Wednesday, September 25, 2013

MTX and Biologics in Real-life RA



I’ve just looked at twitter and found:



It leads you to an interesting article:
“Biologic and oral disease-modifying antirheumatic
drug monotherapy in rheumatoid arthritis
Paul Emery, Anthony Sebba, Tom W J Huizinga”

The authors tell us about “the perception that coadministration of MTX with all biologic agents or oral disease-modifying antirheumatic drugs is necessary for maximum efficacy.” In real-life we prescribe biologics as monotherapy in 1/3 of of patients. The authors talk about 58% of patients, who do not collect MTX prescriptions (analysis of healthcare claims data). I know of colleagues, who prescribe very low doses of MTX here in Germany to patients, who than discard MTX as they don’t tolerate it, but the prescription is needed not to work off-label, which might, at least here, induce recourse procedures by insurance companies. We recently discussed the problem of MTX adherence/compliance in a meeting of rheumatologists from the Aachen-Cologne-Düsseldorf area. The colleagues from Aachen insisted strongly on persuading patients, who complain about MTX side effects, to continue the drug. This would be in concordance with the findings of the authors, as they looked at “peer-reviewed literature and rheumatology medical congress abstracts to determine whether data support biologic monotherapy as a treatment option for patients with rheumatoid arthritis.” They came to the conclusion: “Our analysis suggests only for tocilizumab is there evidence that the efficacy of biologic monotherapy is comparable with combination therapy with MTX.”
Please read the whole article!
What now?

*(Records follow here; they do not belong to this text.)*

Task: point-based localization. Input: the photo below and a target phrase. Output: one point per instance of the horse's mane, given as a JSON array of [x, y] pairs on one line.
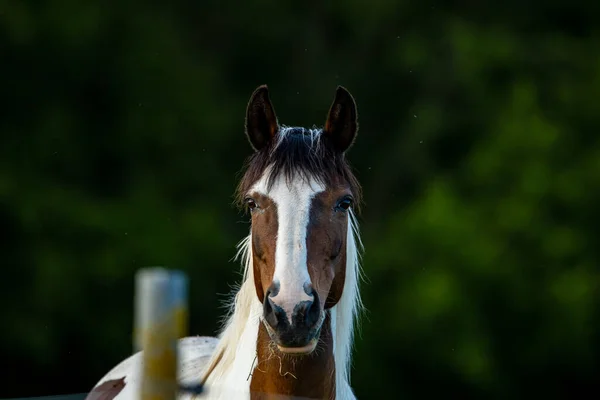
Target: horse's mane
[[297, 152]]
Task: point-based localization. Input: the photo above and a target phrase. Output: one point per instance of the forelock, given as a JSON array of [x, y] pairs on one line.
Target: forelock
[[298, 153]]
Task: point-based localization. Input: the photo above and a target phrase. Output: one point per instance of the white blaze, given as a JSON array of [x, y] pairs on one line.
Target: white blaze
[[293, 202]]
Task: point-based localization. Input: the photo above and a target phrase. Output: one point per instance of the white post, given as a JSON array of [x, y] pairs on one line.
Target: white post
[[160, 319]]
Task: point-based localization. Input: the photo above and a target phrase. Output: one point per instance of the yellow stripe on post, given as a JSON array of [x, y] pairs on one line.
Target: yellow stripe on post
[[160, 297]]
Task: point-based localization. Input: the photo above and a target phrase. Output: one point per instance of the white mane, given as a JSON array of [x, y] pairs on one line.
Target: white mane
[[237, 344]]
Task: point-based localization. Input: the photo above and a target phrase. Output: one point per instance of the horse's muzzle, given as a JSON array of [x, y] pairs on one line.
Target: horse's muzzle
[[298, 333]]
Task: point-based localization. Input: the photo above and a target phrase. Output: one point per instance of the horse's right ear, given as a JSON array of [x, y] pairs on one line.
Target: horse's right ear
[[261, 121]]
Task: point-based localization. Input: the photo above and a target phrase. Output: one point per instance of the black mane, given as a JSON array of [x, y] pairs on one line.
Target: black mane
[[299, 152]]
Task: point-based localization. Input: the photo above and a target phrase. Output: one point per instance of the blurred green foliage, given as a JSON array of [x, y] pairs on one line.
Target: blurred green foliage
[[122, 140]]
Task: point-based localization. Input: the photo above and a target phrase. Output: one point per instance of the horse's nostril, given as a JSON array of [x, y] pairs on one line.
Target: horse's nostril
[[314, 310]]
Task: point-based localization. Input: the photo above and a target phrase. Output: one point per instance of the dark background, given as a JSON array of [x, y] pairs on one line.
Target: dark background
[[122, 139]]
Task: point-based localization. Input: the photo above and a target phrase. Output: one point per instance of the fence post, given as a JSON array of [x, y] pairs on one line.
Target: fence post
[[160, 319]]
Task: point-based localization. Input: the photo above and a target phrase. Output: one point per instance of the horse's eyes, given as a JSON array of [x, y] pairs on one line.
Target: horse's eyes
[[251, 204], [344, 204]]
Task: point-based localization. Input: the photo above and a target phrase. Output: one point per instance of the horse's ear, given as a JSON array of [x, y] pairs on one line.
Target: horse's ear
[[341, 125], [261, 121]]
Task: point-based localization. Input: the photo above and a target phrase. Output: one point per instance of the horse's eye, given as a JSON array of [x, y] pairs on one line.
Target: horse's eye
[[344, 204], [251, 204]]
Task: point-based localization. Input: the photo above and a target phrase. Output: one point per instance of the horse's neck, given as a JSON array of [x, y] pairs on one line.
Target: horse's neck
[[276, 376]]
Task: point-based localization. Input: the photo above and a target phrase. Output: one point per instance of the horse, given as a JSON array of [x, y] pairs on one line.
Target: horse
[[289, 329]]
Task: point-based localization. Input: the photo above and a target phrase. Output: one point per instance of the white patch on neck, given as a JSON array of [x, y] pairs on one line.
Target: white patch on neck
[[293, 203]]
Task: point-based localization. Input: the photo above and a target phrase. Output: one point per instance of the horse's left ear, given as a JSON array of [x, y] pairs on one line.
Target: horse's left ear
[[342, 125]]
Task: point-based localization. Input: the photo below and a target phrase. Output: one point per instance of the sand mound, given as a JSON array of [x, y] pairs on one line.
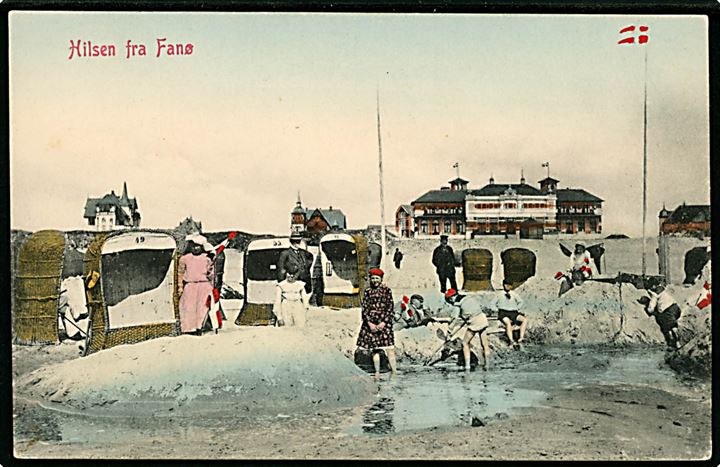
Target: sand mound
[[257, 370]]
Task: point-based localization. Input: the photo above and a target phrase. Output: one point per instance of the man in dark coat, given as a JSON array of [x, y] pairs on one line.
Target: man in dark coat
[[301, 259], [397, 258], [444, 262]]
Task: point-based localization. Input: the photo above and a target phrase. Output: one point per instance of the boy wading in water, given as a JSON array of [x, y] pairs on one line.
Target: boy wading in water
[[508, 305], [376, 331], [663, 307], [470, 310]]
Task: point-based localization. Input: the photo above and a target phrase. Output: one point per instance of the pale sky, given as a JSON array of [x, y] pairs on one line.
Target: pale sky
[[272, 104]]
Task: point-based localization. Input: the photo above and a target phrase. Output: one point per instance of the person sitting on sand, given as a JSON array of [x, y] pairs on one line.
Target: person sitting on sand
[[376, 331], [470, 311], [508, 304], [581, 269], [291, 300], [663, 307], [409, 312]]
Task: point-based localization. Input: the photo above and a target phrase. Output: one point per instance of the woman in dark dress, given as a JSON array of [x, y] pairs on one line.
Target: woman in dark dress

I recall quite a lot of patients, who tell me, when they see the syringe of even the MTX package they’d like to vomit. Most other options are off-label. Prescribing low dose MTX and know that the patient won’t take it? Hope for not being sued for recourse on the off-label road? We’ll see how it works out in real-life. What I’ll do is stopping MTX in patients on tocilizumab. We can’t put all patients, who need monotherapy, on tocilizumab as the drug has its own issues.
Lots of questions rising from the article, but we already have some solutions. Legal solutions lack behind.